Para otros, la nostalgia es interminable, es caro y peligroso cruzar la( s ) frontera (s). Así que se pasan las fiestas de fin de año y veranos sin sus seres queridos. Viendo fotos, cocinado su platillo favorito y convenciéndose que todo el sacrificio vale la pena, que algún día serán felices y vivirán en el lugar que aman, sin fronteras, sin miedos. Se aferran a ese pensamiento en las horas interminables del trabajo, donde se enfrentan a discriminación, un sueldo mínimo y vuelven al tufo de su diminuto departamento.
También están los jóvenes en las preparatorias y universidades que viven con el temor de ser deportados, sin tener la oportunidad de terminar sus estudios. Probablemente hay filósofos o escritores que han escrito acerca de esta tema de forma más elegante y profunda, yo por mi parte lo único que puedo afirmar es que me he codeado con seres llenos de nostalgia, lo suficiente para poder afirmar: que la nostalgia duele.
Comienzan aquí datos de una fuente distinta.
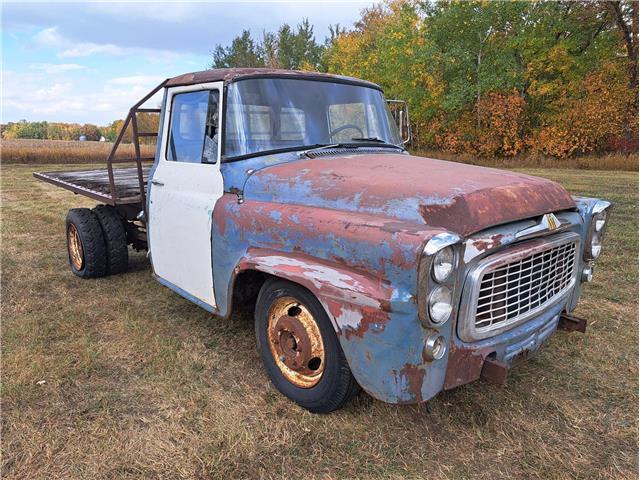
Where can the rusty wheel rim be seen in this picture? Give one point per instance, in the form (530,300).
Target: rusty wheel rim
(76,254)
(295,342)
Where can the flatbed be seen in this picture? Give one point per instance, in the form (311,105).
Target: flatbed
(96,184)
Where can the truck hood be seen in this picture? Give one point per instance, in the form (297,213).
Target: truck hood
(460,198)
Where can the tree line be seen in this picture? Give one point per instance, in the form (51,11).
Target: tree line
(485,78)
(147,122)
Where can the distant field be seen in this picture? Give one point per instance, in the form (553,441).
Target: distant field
(61,151)
(121,378)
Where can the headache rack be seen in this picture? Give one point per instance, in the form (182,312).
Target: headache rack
(113,186)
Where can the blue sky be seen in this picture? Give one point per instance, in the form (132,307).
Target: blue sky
(88,62)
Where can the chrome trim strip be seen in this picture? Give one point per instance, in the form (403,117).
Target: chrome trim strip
(466,321)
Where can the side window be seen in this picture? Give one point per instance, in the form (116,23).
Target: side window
(193,129)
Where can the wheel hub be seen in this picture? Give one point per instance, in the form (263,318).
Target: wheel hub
(295,342)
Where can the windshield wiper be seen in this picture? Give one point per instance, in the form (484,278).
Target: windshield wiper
(374,140)
(324,147)
(377,140)
(368,139)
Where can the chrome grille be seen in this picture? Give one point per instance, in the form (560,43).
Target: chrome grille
(511,290)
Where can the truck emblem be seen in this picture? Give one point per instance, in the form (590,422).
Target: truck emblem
(549,223)
(552,221)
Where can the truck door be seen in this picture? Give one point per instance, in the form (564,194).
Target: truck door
(183,190)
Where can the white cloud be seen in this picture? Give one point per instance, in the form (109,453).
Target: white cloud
(33,97)
(51,38)
(56,68)
(137,80)
(157,12)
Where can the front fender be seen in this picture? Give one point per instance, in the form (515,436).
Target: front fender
(363,270)
(383,347)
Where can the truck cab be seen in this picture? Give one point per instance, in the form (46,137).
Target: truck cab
(292,194)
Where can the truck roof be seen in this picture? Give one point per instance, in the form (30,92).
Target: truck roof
(228,75)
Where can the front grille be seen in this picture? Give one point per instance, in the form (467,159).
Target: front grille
(511,290)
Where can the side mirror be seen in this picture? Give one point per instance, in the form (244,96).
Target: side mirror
(400,114)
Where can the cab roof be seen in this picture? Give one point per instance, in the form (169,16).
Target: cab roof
(228,75)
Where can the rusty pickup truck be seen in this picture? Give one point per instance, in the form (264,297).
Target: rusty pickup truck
(291,193)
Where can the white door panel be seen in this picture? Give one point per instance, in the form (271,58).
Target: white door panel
(181,201)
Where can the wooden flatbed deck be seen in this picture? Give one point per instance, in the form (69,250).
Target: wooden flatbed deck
(95,183)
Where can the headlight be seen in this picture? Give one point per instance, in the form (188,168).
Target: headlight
(440,304)
(443,263)
(599,217)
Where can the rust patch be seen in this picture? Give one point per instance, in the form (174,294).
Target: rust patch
(414,377)
(373,319)
(464,366)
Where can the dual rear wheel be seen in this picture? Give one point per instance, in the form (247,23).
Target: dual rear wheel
(96,242)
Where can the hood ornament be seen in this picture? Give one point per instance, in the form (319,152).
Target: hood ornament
(548,223)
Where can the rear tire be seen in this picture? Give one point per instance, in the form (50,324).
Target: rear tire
(85,244)
(115,238)
(285,312)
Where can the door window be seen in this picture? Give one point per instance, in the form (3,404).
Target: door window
(194,126)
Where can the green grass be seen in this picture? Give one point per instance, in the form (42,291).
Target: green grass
(140,383)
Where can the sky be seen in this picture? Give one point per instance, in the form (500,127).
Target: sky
(88,62)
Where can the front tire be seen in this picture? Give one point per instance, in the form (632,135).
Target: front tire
(85,244)
(299,348)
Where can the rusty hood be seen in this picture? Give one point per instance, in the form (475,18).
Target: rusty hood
(458,197)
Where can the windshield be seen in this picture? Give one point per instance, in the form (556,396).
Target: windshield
(269,114)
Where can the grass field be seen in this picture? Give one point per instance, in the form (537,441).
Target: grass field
(121,378)
(62,151)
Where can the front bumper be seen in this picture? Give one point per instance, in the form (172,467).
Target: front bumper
(466,360)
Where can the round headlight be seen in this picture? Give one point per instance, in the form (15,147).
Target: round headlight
(440,305)
(596,245)
(443,264)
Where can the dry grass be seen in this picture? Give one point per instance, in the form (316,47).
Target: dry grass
(62,151)
(613,161)
(140,383)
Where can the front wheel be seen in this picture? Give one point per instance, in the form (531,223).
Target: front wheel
(299,348)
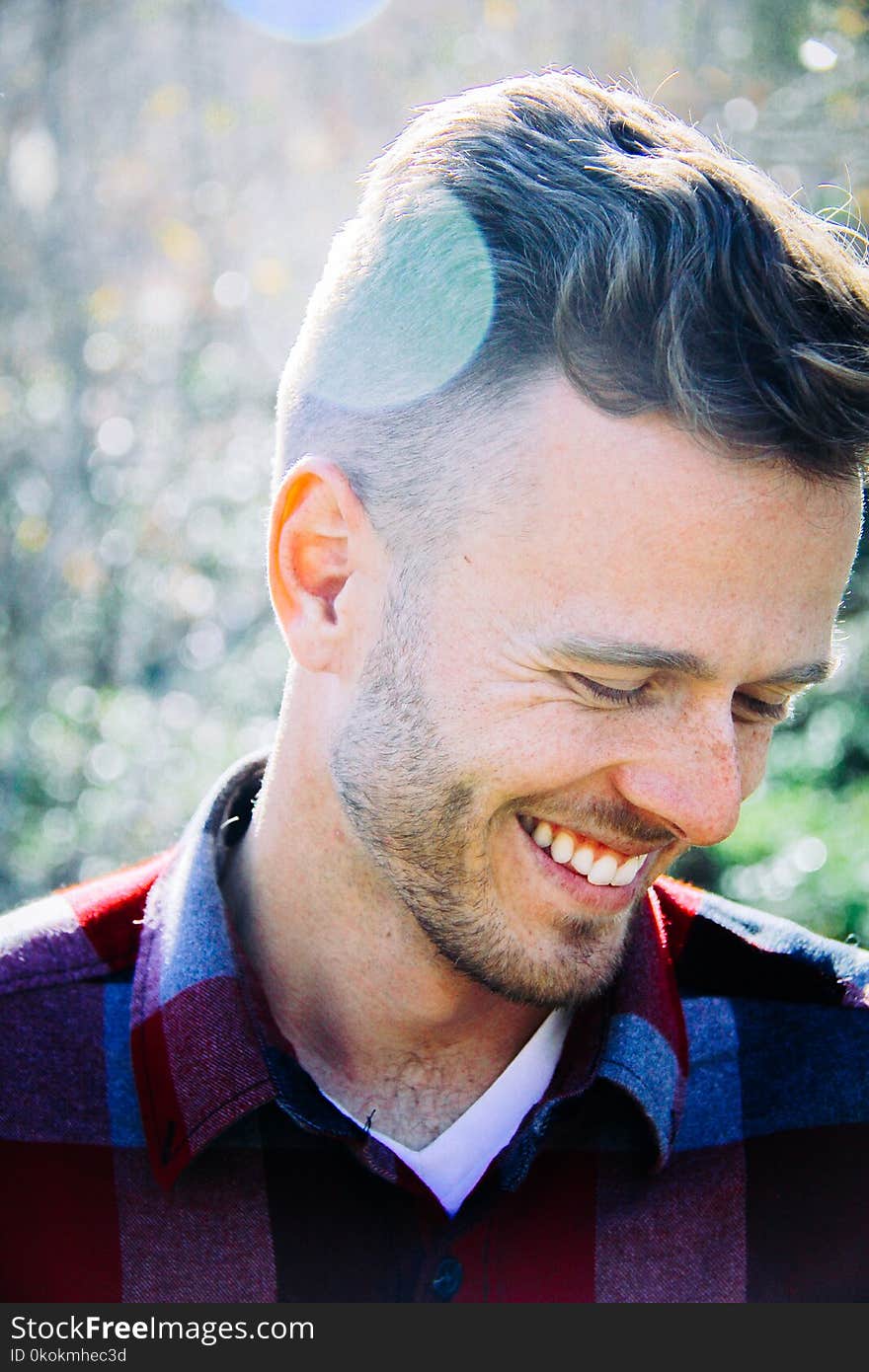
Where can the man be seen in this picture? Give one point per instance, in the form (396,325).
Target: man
(567,492)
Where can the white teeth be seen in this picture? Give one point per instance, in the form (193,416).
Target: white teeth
(562,847)
(602,870)
(628,870)
(583,859)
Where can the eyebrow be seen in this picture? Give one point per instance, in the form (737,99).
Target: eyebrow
(616,653)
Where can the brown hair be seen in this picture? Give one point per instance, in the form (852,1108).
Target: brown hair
(546,222)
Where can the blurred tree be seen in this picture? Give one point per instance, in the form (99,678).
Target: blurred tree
(175,178)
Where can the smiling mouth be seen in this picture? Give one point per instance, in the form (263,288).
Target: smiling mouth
(600,865)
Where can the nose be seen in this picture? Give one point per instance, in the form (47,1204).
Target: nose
(693,776)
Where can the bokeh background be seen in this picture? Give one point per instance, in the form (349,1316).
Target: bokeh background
(172,175)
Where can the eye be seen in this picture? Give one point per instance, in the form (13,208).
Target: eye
(762,711)
(609,695)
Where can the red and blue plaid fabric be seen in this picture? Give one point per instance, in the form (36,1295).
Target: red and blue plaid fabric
(704,1136)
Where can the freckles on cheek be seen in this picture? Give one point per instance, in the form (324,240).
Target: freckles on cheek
(753,759)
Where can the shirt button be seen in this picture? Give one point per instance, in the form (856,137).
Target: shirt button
(446,1279)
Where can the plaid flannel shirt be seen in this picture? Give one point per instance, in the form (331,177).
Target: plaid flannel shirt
(704,1136)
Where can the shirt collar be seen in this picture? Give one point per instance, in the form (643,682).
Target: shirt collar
(646,1047)
(202,1059)
(197,1055)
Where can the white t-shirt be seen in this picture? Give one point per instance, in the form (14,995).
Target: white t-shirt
(453,1163)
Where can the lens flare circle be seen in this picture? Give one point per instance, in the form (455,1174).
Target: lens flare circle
(308,21)
(414,316)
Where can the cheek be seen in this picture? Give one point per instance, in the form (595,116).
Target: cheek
(753,752)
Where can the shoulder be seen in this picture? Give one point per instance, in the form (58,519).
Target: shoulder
(725,949)
(776,1020)
(83,932)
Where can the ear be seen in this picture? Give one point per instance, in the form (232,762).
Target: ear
(317,539)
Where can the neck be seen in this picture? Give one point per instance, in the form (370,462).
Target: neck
(375,1014)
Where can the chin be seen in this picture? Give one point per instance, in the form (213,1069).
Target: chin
(581,960)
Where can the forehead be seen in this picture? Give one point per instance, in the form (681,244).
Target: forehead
(628,526)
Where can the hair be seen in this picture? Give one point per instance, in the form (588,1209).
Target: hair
(549,224)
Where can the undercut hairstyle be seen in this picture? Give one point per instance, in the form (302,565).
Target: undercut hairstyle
(549,225)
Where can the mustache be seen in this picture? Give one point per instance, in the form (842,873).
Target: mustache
(611,818)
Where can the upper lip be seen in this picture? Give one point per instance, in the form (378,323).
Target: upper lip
(626,850)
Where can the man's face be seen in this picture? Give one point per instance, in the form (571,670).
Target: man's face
(598,657)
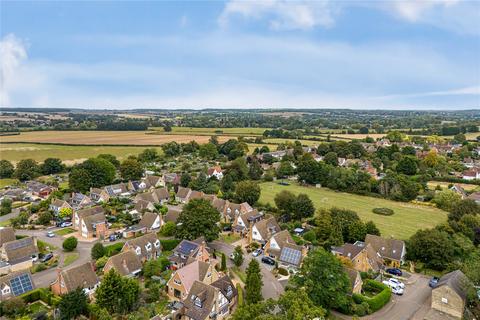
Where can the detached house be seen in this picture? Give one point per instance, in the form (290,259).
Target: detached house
(82,276)
(263,230)
(126,263)
(146,247)
(392,251)
(182,280)
(188,251)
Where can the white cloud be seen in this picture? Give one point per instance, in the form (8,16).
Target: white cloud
(12,55)
(281,14)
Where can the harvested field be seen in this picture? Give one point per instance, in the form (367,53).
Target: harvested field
(140,138)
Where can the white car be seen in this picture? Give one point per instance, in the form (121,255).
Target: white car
(394,283)
(257,252)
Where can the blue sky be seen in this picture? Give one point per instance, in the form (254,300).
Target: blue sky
(396,54)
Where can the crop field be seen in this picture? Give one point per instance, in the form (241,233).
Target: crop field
(407,219)
(103,137)
(69,154)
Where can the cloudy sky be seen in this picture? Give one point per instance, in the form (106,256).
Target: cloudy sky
(415,54)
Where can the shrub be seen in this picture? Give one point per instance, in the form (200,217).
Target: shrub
(378,301)
(169,244)
(383,211)
(70,244)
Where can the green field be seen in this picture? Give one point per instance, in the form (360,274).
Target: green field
(211,131)
(39,152)
(407,219)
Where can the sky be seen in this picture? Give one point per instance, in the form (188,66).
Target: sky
(392,54)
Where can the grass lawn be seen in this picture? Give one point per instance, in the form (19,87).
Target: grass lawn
(408,218)
(6,182)
(229,238)
(64,231)
(70,258)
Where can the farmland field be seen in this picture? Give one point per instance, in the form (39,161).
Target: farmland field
(104,137)
(407,219)
(70,154)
Lo veo en los rostros de mis coterráneos u otros latinoamericanos que cortan el pasto en alguna casa elegante, con machete en mano, pero pensando en sus hijos y esposa que siguen en algún lugar de Latinoamérica. Lo veo en los rostros de los hinchas en el Home Depot Center donde ven a las chivas del Guadalajara, al América, a la selección de Guatemala o la de Chile; hombres y mujeres que se reúnen a echar porras de este lado cuando en realidad lo que les gustaría sería estar haciéndolo en su estadio nacional.
Duele, porque no sólo tienen que lidiar con esas lagrimas en la madrugada o cuando ven su bandera mecerse en la televisión en celebraciones de independencia. Sino que tienen que esconderse, sufrir de discriminación, darse una rápida vuelta en U cuando ven un retén policial en la esquina de la Beverly y Garfield, comprar un seguro social falso para poder trabajar y mandar remesas; ahorrar para pagarle al coyote y así traer a su esposa e hijos. Veo esa nostalgia y dolor en el rostro del viejo ebrio que pide una moneda en la salida de cualquier tienda y que entre sollozos dice, “Linda, deme pa’ el camión. Yo mejor me regreso a mi pueblo, Dios se lo pague”.
Lo veo en rostros, que no son nada "aliens" o ilegales. Hombres y mujeres que llegaron aquí por distintos motivos, pero que al cruzar esas fronteras se bañaron de nostalgia. Esto es sólo mi opinión. Sin embargo, cuántas veces no has comprado un raspado en la Placita Olvera, te has sentado en el coliseo de Los Ángeles o has visto una fila de personas que les están pidiendo su identificación y al verte en el retrovisor te das cuenta que tu rostro al igual que el de ellos está invadido de tristeza.